[CHAPTER XI]
Tournus is an attractive old town, lying asleep on a hill beside the Saône. Through it ran, north and south, the old Roman road of Agrippa. Its chief monument, the church of the ancient abbey of St. Philibert, whether viewed from within or from without, is one of the most striking examples I know, of the barbaric majesty of early Burgundian art. The grim façade, with its two-storied narthex of three bays—the oldest Clunisian porch—and its machicolations and towers, recalls the fortified churches of Provence and Languedoc, built when the southern land still shook with fear at the thought of the northern "crusaders," or the sea-pirates of the south. Nor does the sight of the interior do other than confirm that impression.
Passing through the lower storey of the gloomy portal, that might well have served to imprison the bodies of men—just as, symbolically, it was a shadowy ante-chamber, a purgatory of souls not yet fitted for the full light of Paradise—we emerged into a church whose rugged strength had in it something awful and menacing, suggestive of a period even more barbaric than that eleventh century in which the nave and narthex were built.
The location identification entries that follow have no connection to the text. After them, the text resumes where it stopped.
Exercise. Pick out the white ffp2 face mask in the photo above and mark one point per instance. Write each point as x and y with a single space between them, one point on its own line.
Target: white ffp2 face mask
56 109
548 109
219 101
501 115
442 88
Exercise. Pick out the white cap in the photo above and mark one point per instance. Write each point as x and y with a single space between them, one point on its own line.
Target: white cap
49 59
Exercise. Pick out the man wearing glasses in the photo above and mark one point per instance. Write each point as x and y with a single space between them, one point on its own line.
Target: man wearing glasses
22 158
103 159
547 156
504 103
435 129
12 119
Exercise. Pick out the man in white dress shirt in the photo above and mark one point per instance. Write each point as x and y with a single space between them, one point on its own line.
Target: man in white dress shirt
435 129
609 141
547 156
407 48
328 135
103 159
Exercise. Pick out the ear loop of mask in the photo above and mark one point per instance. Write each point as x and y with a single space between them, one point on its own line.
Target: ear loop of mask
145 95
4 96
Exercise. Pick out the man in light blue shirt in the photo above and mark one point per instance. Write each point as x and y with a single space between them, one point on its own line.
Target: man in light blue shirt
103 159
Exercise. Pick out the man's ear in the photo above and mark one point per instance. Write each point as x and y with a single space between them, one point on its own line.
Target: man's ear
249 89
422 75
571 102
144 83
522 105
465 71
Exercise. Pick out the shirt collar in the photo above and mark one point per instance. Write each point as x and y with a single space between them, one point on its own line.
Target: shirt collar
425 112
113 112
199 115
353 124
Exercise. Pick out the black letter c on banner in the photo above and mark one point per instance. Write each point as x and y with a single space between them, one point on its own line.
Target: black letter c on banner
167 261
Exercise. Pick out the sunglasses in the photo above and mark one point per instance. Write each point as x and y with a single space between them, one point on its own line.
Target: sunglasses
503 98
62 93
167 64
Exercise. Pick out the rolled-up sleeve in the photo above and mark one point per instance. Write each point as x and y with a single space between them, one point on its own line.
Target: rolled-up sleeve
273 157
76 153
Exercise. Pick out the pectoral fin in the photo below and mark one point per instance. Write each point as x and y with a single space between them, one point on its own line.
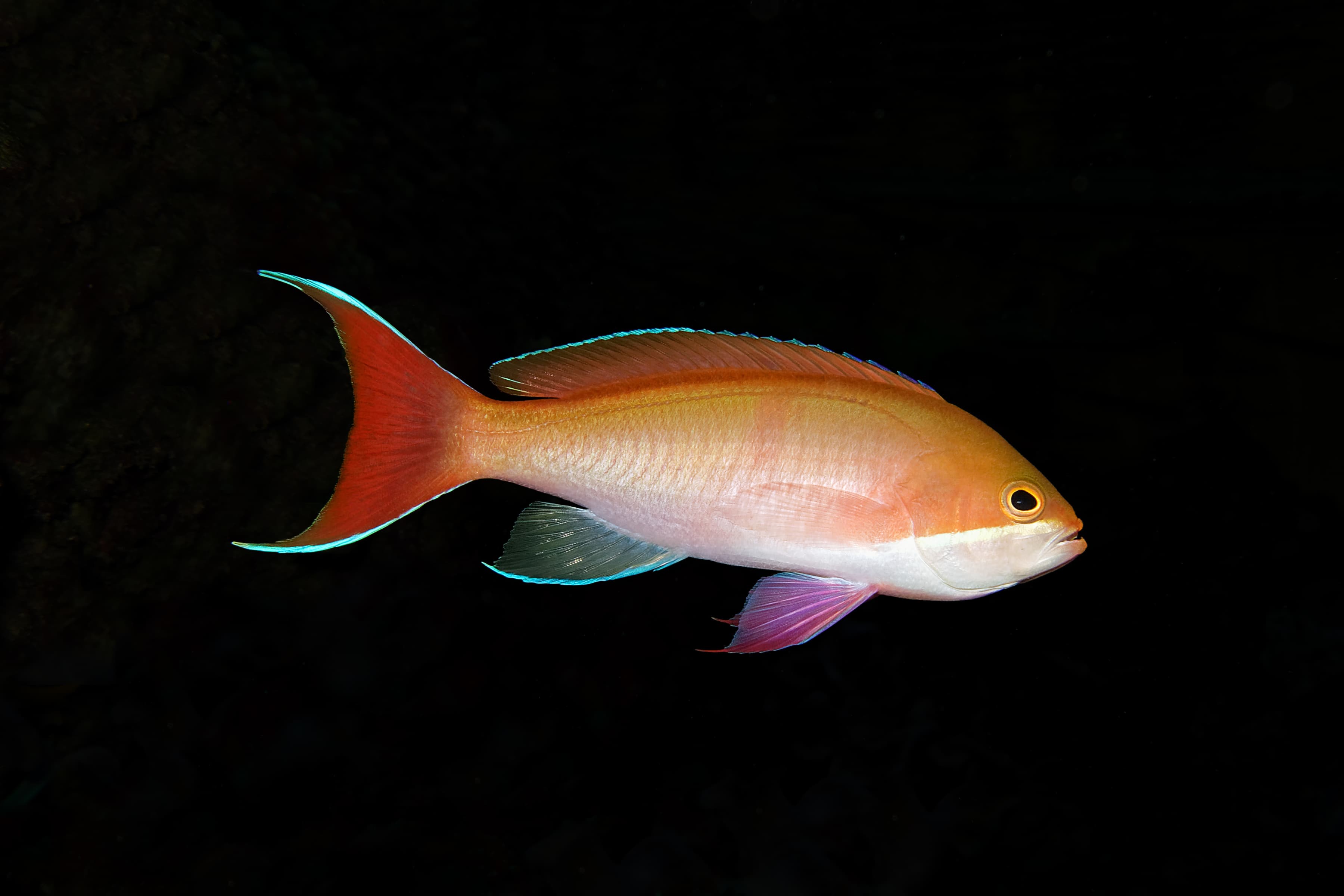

This impression may possibly have a historical as well as an imaginative basis, owing to the fact that the church has been twice destroyed—first by the Huns, and later by fire—both disasters occurring so soon after construction, that the original design may have been adhered to closely.[130]
Several points of detail catch the eye immediately, especially one most unusual feature—that the axes of the barrelling are at right angles to the longitudinal axes of the church. One notices also the great height of the aisles, and the transfer of capitals from their usual position on the columns of the nave, to the vaulting shafts. The aisle columns are engaged in the wall. The apse has a fine ambulatory, and five square radiating chapels. This part of the church dates from the latter part of the eleventh century, and contrary to the evidence of the square chapels, which are somewhat Cistercian, was built under Clunisian influence. Roman example also is apparent. Over the transept is a fine central tower of the twelfth century, beneath which is a dome with Burgundian fluted pilasters. The general barbarity of the romanesque is lightened in the apse by carved shafts, of great delicacy and beauty, which have been selected by Viollet-le-Duc for illustrating the section on colonnettes in his "Dictionnaire Raisonné."
The lower part of the narthex, or rather its extraordinarily massive pillars, are generally attributed to the tenth century; the towers, both of which have some good carving, to the eleventh; and the upper part of the south-west tower to the twelfth. The upper chamber of the narthex, loopholed in several places, was probably intended for the defence of the abbey,[131] further security being afforded by the enceinte and gate, of which the round tower opposite formed part. A door opened from the upper narthex to the interior of the church, so that defenders might attend the office.
The crypt, which occupies the whole of the space beneath the choir, has many pillars, so cunningly disposed that they give to this part of the church an appearance of much greater size than is really the case. It contains several relics of the past, notably a wooden vierge of the twelfth century, the sarcophagus of St. Valérien, and a twelfth century fresco, the earliest of its kind in the department. The central chapel in the crypt is the best part of the building, architecturally; though the beautiful columns and capitals of the eleventh century, including two Roman ones, do not harmonize well with the primitive roof.